Those of you following the corruption of Lexington mayor Jim Newberry and his race against Jim Gray may want to pay close attention.
On Monday, Franklin Circuit Court Judge Phillip Shepherd issued an opinion and order in the Kentucky American Water supply case.
It is, needless to say, very interesting. Here’s an excerpt:
Unfortunately, the PSC has been forced to address these questions without any clear guidance, or plan of action, from the KRA, the Secretary of Environmental and Public Protection Cabinet, and the Division of Water, the state agencies vested with statutory authority for planning for the use of Kentucky’s water resources.
The KRA, in particular, was created in 1986 with a bold and sweeping statutory mandate to address all aspects of water quality and management in the Kentucky River Basin, including the water supply deficit.
The legislature provided KRA with the statutory tools to raise funds, issue bonds and implement long term solutions to this problem. Id. Unfortunately, the KRA has essentially abdicated this responsibility, and thus the PSC, and KAWC, a non-public, regulated utility company, have been left to deal with the problem using the inadequate tools at their disposal.

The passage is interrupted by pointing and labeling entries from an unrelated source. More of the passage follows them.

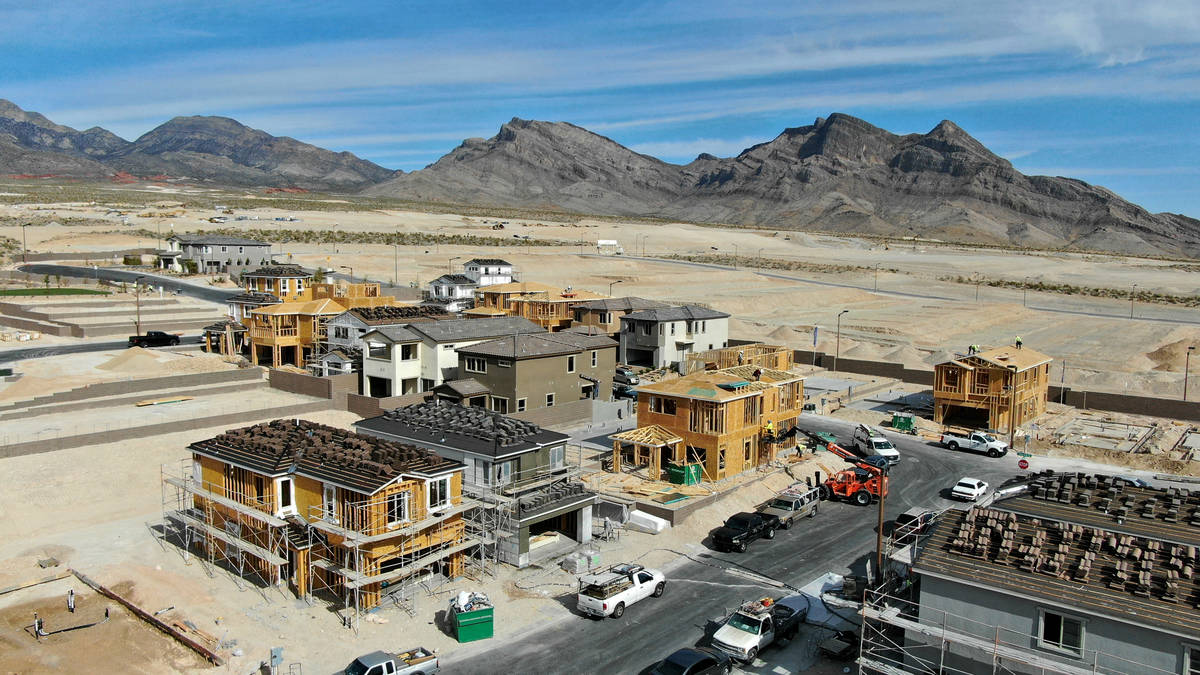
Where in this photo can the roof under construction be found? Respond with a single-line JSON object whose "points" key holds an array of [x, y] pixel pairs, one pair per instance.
{"points": [[468, 429], [360, 463], [721, 384], [1092, 542]]}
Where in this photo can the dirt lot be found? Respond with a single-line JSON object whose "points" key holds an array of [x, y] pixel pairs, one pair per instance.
{"points": [[1105, 352], [72, 646]]}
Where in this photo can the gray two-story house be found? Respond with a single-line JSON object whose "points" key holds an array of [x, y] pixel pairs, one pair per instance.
{"points": [[215, 252], [663, 338], [538, 370], [516, 471], [1075, 574]]}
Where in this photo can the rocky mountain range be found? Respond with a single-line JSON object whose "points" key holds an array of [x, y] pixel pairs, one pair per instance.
{"points": [[838, 174], [202, 149]]}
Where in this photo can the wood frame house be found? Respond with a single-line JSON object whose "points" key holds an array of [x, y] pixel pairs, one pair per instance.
{"points": [[323, 509], [721, 418], [978, 389]]}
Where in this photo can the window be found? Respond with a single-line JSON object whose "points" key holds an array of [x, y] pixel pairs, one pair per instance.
{"points": [[287, 499], [664, 406], [438, 491], [1191, 659], [397, 508], [379, 351], [1060, 632]]}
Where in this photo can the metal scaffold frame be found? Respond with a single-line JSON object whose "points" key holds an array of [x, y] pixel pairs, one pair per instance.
{"points": [[223, 547]]}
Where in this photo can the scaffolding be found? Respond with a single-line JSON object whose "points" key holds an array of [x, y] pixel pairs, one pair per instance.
{"points": [[342, 561], [897, 639], [234, 530]]}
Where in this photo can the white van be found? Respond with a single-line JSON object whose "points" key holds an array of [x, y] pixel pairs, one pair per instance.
{"points": [[868, 441]]}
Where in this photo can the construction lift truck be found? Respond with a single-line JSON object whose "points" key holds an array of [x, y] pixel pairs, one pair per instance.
{"points": [[865, 482]]}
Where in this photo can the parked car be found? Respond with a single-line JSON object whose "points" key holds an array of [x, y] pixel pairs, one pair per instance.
{"points": [[741, 529], [418, 661], [868, 441], [976, 441], [625, 376], [911, 524], [969, 489], [759, 623], [610, 592], [694, 661], [623, 392], [791, 505], [154, 339]]}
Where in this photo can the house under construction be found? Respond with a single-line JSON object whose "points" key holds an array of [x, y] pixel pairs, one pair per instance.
{"points": [[324, 511], [1071, 574]]}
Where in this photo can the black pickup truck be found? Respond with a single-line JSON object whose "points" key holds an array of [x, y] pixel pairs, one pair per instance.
{"points": [[154, 339], [741, 529]]}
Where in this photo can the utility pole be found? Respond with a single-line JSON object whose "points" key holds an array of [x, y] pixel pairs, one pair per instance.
{"points": [[1187, 364], [137, 300]]}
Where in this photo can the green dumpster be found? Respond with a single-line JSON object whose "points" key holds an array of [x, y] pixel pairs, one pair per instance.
{"points": [[683, 475], [474, 625], [901, 420]]}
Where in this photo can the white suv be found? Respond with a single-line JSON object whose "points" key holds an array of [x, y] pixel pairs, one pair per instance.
{"points": [[969, 489]]}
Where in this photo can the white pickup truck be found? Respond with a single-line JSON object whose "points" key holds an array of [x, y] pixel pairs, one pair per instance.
{"points": [[610, 592], [976, 441], [759, 623]]}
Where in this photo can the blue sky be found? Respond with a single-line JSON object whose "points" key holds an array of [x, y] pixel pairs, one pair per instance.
{"points": [[1104, 91]]}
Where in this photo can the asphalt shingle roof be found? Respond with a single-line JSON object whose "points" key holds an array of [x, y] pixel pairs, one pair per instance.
{"points": [[358, 461], [685, 312], [469, 429], [455, 330], [539, 345]]}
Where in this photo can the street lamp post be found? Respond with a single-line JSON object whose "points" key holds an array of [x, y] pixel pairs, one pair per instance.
{"points": [[837, 350], [137, 300], [1187, 365]]}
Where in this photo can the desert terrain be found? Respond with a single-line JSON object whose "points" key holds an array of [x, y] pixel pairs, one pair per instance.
{"points": [[910, 302]]}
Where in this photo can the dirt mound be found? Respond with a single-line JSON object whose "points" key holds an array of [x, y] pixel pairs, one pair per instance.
{"points": [[135, 359], [1170, 356]]}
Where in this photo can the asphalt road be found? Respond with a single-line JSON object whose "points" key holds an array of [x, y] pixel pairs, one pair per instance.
{"points": [[167, 282], [898, 293], [41, 352], [701, 590]]}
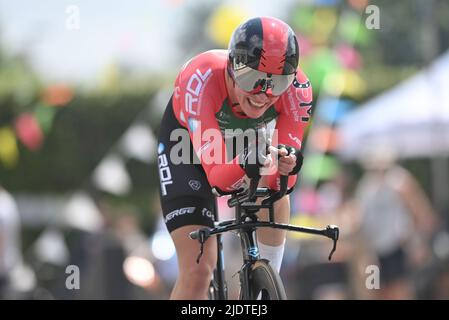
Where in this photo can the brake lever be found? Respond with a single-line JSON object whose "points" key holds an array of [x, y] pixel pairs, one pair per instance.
{"points": [[333, 233]]}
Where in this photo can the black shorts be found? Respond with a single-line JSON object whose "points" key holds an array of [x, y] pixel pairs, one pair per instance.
{"points": [[185, 193]]}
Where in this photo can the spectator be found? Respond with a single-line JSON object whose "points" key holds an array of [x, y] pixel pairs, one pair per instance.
{"points": [[394, 210]]}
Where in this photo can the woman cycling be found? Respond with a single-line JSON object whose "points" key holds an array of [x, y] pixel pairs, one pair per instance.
{"points": [[218, 95]]}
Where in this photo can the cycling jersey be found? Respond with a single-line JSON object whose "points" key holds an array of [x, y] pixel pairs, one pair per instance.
{"points": [[200, 103]]}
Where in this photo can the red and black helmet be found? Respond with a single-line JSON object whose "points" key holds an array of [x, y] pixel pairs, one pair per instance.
{"points": [[263, 55]]}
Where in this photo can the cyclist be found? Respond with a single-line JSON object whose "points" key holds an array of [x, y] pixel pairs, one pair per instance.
{"points": [[251, 86]]}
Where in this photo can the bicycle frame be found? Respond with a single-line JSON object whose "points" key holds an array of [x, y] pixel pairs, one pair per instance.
{"points": [[246, 208]]}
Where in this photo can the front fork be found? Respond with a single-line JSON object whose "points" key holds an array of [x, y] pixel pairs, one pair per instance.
{"points": [[248, 239]]}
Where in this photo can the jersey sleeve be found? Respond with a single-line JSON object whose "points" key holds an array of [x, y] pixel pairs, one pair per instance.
{"points": [[198, 97], [295, 111]]}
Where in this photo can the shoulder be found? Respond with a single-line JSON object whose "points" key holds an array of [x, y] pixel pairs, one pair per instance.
{"points": [[204, 65], [200, 81]]}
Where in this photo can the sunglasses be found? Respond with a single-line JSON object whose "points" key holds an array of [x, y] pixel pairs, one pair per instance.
{"points": [[255, 81]]}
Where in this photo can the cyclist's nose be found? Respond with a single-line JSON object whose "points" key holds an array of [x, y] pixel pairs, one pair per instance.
{"points": [[261, 97]]}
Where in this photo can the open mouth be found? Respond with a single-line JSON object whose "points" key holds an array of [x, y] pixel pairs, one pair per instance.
{"points": [[255, 104]]}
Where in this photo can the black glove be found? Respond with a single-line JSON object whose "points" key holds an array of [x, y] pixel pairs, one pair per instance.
{"points": [[254, 153], [297, 153]]}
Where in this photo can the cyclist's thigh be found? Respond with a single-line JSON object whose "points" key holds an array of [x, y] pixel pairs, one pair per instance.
{"points": [[187, 251], [185, 193]]}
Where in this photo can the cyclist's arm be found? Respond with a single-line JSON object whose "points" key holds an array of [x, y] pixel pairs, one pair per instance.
{"points": [[294, 116]]}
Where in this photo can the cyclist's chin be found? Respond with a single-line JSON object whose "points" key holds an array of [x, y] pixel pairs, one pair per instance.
{"points": [[253, 111]]}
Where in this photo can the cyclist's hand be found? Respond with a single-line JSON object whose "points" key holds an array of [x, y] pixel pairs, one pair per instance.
{"points": [[289, 159], [254, 155]]}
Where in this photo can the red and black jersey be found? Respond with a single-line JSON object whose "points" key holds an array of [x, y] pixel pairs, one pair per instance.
{"points": [[200, 104]]}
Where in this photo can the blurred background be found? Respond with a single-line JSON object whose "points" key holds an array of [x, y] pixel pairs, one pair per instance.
{"points": [[83, 85]]}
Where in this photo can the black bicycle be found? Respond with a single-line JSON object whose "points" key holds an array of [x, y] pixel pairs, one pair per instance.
{"points": [[258, 280]]}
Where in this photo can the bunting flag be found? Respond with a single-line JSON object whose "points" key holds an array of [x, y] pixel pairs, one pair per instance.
{"points": [[44, 115], [28, 131], [57, 95], [223, 22], [9, 154]]}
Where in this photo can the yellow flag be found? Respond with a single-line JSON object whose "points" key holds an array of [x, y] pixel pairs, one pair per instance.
{"points": [[223, 22], [9, 154]]}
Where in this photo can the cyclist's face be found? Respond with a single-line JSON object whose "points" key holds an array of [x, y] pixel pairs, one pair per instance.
{"points": [[254, 105]]}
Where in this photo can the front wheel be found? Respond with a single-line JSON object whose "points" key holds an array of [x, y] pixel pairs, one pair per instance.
{"points": [[265, 283]]}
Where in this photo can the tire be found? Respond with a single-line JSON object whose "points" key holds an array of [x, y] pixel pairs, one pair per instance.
{"points": [[266, 282]]}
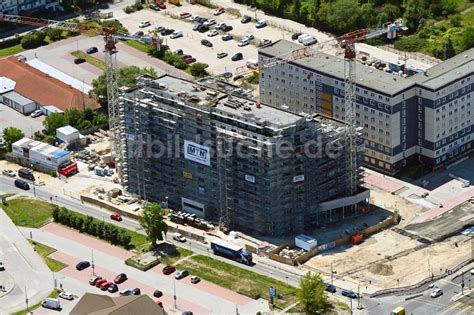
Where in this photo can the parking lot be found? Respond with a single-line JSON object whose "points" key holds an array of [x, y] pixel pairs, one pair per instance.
{"points": [[190, 43]]}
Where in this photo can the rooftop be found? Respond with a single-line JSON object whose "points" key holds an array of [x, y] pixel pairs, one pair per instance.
{"points": [[333, 66], [42, 88]]}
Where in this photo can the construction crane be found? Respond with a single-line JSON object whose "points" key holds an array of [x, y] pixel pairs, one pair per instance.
{"points": [[111, 37], [347, 42]]}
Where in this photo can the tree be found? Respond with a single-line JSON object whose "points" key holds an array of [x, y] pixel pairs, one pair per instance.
{"points": [[468, 38], [311, 294], [53, 122], [11, 135], [54, 34], [448, 49], [152, 221], [198, 70], [126, 76]]}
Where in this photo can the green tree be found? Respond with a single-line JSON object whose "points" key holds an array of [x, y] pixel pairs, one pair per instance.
{"points": [[54, 34], [152, 222], [11, 135], [448, 49], [53, 122], [198, 70], [468, 38], [311, 294]]}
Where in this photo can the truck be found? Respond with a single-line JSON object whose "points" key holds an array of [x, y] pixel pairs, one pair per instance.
{"points": [[398, 311], [231, 251]]}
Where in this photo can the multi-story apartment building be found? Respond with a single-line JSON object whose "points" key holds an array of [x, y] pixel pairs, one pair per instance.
{"points": [[257, 168], [17, 6], [427, 117]]}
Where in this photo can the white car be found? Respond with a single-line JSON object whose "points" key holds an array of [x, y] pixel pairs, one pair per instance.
{"points": [[36, 113], [436, 292], [249, 37], [243, 42], [10, 173], [144, 24], [221, 54], [212, 33], [66, 295], [210, 22]]}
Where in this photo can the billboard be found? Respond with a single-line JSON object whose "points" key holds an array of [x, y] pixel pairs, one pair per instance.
{"points": [[197, 153]]}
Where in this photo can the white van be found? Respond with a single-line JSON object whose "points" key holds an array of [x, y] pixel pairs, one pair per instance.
{"points": [[176, 34], [51, 304]]}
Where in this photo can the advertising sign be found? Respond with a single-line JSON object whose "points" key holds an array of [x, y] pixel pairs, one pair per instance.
{"points": [[197, 153]]}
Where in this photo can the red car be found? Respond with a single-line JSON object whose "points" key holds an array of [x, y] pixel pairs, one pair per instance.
{"points": [[121, 277], [105, 286], [168, 270], [100, 282], [116, 217], [189, 60]]}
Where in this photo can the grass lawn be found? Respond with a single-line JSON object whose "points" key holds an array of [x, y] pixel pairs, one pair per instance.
{"points": [[29, 212], [5, 52], [238, 279], [44, 251], [53, 295], [93, 61], [139, 46]]}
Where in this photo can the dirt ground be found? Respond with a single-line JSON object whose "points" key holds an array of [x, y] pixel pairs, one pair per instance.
{"points": [[383, 273]]}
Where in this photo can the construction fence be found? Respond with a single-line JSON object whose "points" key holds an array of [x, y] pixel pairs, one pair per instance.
{"points": [[274, 255]]}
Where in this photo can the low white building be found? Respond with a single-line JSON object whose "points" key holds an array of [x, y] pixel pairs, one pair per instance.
{"points": [[39, 154]]}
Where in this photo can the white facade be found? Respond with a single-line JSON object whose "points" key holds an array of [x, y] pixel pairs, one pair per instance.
{"points": [[40, 153]]}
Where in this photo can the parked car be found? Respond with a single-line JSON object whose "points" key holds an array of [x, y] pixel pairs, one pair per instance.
{"points": [[330, 288], [9, 173], [179, 237], [349, 293], [136, 291], [121, 277], [261, 24], [237, 56], [221, 54], [83, 265], [104, 286], [113, 288], [206, 43], [210, 22], [116, 217], [212, 33], [243, 42], [168, 269], [66, 295], [219, 11], [94, 279], [245, 19], [264, 42], [436, 292], [154, 7], [181, 274], [249, 37], [92, 50], [176, 34], [144, 24], [138, 34]]}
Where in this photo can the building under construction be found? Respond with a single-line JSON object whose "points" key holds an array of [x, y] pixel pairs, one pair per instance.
{"points": [[246, 165]]}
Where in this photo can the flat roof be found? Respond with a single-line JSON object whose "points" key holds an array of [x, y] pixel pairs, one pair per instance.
{"points": [[366, 76]]}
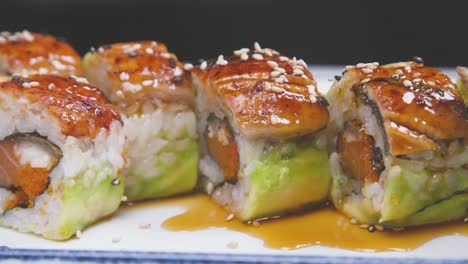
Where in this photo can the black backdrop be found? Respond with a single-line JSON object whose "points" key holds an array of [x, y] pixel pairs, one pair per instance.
{"points": [[322, 32]]}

As a result, the PSC has been presented with a plan that does much to address the immediate problem from the limited perspective of the private investors in KAWC. The plan approved by the PSC, however, necessarily lacks the comprehensive approach to conservation of our state’s water resources and the environment that the legislature entrusted to KRA, the Environmental and Public Protection Cabinet (EPPC), and local governments under KRS Chapter 151. The failure of the KRA and the EPPC to take the lead in solving this problem does not, however, diminish the statutory obligation of the PSC to address this problem with whatever tools are available.
While the result, in the judgement of this Court, is less than ideal, and is, at best, a short-term solution to the problem, the PSC could not decide this case in a vacuum. After 20 years of struggling to address this problem, it could not reasonably await a better long term solution from the state agencies charged with the responsibility of planning and addressing water supply issues in the Kentucky River Basin.
Wanna read the entire thing? Click here (Warning: PDF Link) to download the full document.
Something tells me this is going to become a much bigger deal in the Lexington mayoral race.